Otto: It doesn't bother me. I'm a bit oblivious to the latest trends, I don't mind going my merry old way. It frees up a lot of time.
When you're in the company of non-geeks, is it hard to adapt?
Ghedin: I still get uncomfortable when people ask what I do. I start rambling about genomics, do you know what that is, DNA, do you know what that is, a parasite … and their eyes glaze over.
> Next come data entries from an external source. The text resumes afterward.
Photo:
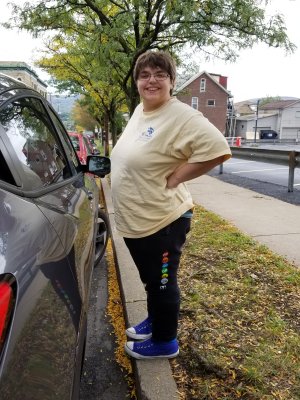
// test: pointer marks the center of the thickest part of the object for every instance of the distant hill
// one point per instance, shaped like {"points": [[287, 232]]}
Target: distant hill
{"points": [[63, 106]]}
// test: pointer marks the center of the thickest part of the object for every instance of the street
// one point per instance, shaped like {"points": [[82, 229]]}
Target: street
{"points": [[102, 378]]}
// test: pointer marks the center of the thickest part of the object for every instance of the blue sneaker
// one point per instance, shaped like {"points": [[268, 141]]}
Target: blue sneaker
{"points": [[143, 330], [149, 349]]}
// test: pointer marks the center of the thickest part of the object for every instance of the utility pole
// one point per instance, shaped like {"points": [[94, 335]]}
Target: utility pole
{"points": [[256, 118]]}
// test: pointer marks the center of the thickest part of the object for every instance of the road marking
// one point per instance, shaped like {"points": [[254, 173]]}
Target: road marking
{"points": [[259, 170], [233, 162]]}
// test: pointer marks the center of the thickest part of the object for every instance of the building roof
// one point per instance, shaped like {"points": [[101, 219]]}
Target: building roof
{"points": [[253, 116], [194, 77], [278, 105], [20, 66]]}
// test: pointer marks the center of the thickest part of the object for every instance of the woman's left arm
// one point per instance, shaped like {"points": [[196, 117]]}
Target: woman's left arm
{"points": [[190, 171]]}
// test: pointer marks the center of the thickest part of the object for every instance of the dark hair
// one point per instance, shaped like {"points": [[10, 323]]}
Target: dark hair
{"points": [[155, 59]]}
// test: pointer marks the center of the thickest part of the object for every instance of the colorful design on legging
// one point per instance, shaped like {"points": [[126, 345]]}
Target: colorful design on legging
{"points": [[164, 270]]}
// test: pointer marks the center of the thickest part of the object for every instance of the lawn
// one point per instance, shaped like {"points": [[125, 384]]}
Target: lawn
{"points": [[240, 317]]}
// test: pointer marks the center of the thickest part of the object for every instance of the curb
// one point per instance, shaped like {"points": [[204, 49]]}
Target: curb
{"points": [[153, 378]]}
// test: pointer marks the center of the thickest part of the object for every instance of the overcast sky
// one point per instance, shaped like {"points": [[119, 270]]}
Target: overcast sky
{"points": [[258, 72]]}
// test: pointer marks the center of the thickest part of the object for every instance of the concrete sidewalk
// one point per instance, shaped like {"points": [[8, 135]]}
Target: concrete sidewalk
{"points": [[269, 221]]}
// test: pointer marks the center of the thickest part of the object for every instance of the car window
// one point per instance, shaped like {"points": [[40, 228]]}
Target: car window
{"points": [[5, 174], [75, 142], [34, 141], [87, 145], [71, 153]]}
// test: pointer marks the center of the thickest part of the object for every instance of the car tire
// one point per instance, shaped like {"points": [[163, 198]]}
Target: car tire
{"points": [[102, 235]]}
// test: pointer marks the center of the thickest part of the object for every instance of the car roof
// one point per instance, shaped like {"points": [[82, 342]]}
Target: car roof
{"points": [[10, 87], [74, 134]]}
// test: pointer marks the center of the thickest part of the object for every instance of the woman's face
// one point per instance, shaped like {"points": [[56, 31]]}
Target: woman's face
{"points": [[154, 87]]}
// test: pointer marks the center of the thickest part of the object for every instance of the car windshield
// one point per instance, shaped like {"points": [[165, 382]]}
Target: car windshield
{"points": [[75, 142]]}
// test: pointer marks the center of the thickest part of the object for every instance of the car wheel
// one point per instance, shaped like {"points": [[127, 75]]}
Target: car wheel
{"points": [[102, 235]]}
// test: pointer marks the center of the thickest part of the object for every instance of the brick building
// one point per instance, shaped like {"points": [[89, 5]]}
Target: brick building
{"points": [[207, 93], [22, 72]]}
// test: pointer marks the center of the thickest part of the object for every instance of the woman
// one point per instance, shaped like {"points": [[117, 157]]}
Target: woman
{"points": [[165, 144]]}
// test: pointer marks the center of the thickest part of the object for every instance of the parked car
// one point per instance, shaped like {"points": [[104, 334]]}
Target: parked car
{"points": [[81, 145], [268, 134], [51, 233]]}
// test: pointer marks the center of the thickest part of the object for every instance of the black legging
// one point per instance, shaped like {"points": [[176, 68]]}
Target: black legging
{"points": [[157, 258]]}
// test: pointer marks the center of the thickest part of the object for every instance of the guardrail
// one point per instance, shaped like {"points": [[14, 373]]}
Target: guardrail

Couldn't you just say you're curing disease?
Ghedin: No, I'm not. I could say I'm trying to cure disease. Yeah, there you go.
Otto: When I was younger, I was reluctant to tell people what I did because I didn't know how they'd react. But now I make a point of saying I'm an evolutionary biologist. I'm not in-your-face about it, I'm just a person who's curious about exploring the natural world. My goal is to normalize the subject so it doesn't feel taboo.
Is there anything you wanted to ask each other?
Ghedin: I was wondering how a nine-year-old reacts besides asking for a dollar to buy a pencil.
Otto: He's been pretty excited about telling his teacher and all his friends at school. And I'm saying, "You don't have to tell everybody."
Ghedin: It's nice to hear children being proud rather than the usual, "Oh, mom."
Otto: Elodie, you spoke with a few people who won this in the past. How did it change their lives?
Ghedin: One person said, make sure you protect yourself. And it's true, all kinds of people have contacted me, wanting a handout. But the award is more about the recognition than the money. I was giving a seminar – in normal circumstances these people would be barely interested in what I had to say. But suddenly, no one was falling asleep, all my jokes got a big laugh, I'd become so witty. I thought, this is so unreal, an entire crowd can be completely blinded: She must be brilliant, she got the award.